Regional dependence of cerebral reperfusion after circulatory arrest in rats.

The severity of neurologic dysfunction after circulatory arrest depends on cerebral reperfusion during and after resuscitation. The objective of current study was to investigate the temporal and spatial patterns of the cerebral perfusion immediately after resuscitation. Precise control of circulatory arrest was achieved in rats by combination of asphyxia and transient blockage of cardiac-specific beta-adrenergic receptors with esmolol, an ultra-short-acting beta-blocker. Animals were randomized into 3 groups with resuscitation starting 0.5 (sham group, no asphyxia, n = 5), 4 (Group 2, n = 5), or 12 minutes (Group 3, n = 8) later by retrograde intraarterial infusion of donor blood along with a resuscitation mixture. Cerebral perfusion was measured by magnetic resonance imaging (MRI) using arterial spin labeling. The average perfusion before arrest was 163 +/- 27 mL 100 g(-1) min(-1) under isoflurane anesthesia. Resuscitation led to transient perfusion increase, which started from thalamus and hypothalamus and later shifted to the cortex.

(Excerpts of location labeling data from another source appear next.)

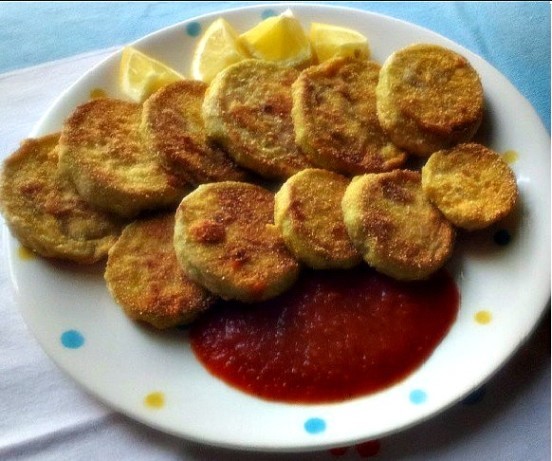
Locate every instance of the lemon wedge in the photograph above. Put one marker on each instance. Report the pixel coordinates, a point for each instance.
(141, 75)
(279, 39)
(217, 49)
(330, 41)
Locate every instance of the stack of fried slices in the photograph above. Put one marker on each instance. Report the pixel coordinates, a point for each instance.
(225, 191)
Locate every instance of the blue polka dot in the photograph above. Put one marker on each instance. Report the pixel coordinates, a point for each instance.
(268, 14)
(193, 29)
(417, 396)
(315, 425)
(72, 339)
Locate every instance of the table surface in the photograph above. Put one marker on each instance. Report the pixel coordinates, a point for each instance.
(45, 46)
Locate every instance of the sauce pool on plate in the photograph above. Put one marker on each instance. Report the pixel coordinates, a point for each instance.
(334, 336)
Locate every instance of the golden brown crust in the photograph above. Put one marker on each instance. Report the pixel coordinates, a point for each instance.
(146, 280)
(101, 150)
(429, 98)
(44, 211)
(391, 222)
(174, 131)
(308, 215)
(471, 185)
(226, 241)
(335, 118)
(247, 110)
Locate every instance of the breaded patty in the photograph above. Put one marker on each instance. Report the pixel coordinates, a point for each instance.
(173, 130)
(101, 150)
(471, 185)
(308, 215)
(395, 227)
(429, 98)
(44, 211)
(146, 280)
(247, 110)
(335, 118)
(226, 241)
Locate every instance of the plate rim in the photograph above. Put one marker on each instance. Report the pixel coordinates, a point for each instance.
(314, 6)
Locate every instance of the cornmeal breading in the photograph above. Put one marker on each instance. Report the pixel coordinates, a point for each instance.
(471, 185)
(247, 110)
(146, 280)
(395, 227)
(308, 215)
(44, 211)
(428, 98)
(101, 150)
(173, 130)
(226, 241)
(335, 118)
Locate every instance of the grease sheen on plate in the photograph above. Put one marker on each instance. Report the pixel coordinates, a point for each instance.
(155, 377)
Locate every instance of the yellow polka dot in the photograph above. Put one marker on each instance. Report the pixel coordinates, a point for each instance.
(510, 156)
(483, 317)
(155, 400)
(25, 253)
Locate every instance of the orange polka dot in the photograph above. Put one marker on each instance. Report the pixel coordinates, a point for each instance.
(155, 400)
(483, 317)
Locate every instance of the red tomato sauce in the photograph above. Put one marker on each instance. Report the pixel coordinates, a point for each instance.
(335, 335)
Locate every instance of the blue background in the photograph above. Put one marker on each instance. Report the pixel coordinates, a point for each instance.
(513, 36)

Severe hypoperfusion to as low as 6% to 20% of the normal level developed in the first 10 to 20 minutes of reperfusion and lasted for at least 2 hours. On the fifth day after circulatory arrest, all animals showed a normal level of perfusion (159 +/- 57 mL 100 g(-1) min(-1) ) and minimal neurologic deficit. Nevertheless, histologic examination revealed extensive changes in the CA1 region of the hippocampus consistent with global ischemia and reperfusion damage. The combination of an improved circulatory arrest model and noninvasive MRI cerebral perfusion measurements provides a powerful tool for investigations of circulatory arrest and resuscitation, allowing for evaluation of therapies aimed at modulating cerebral reperfusion.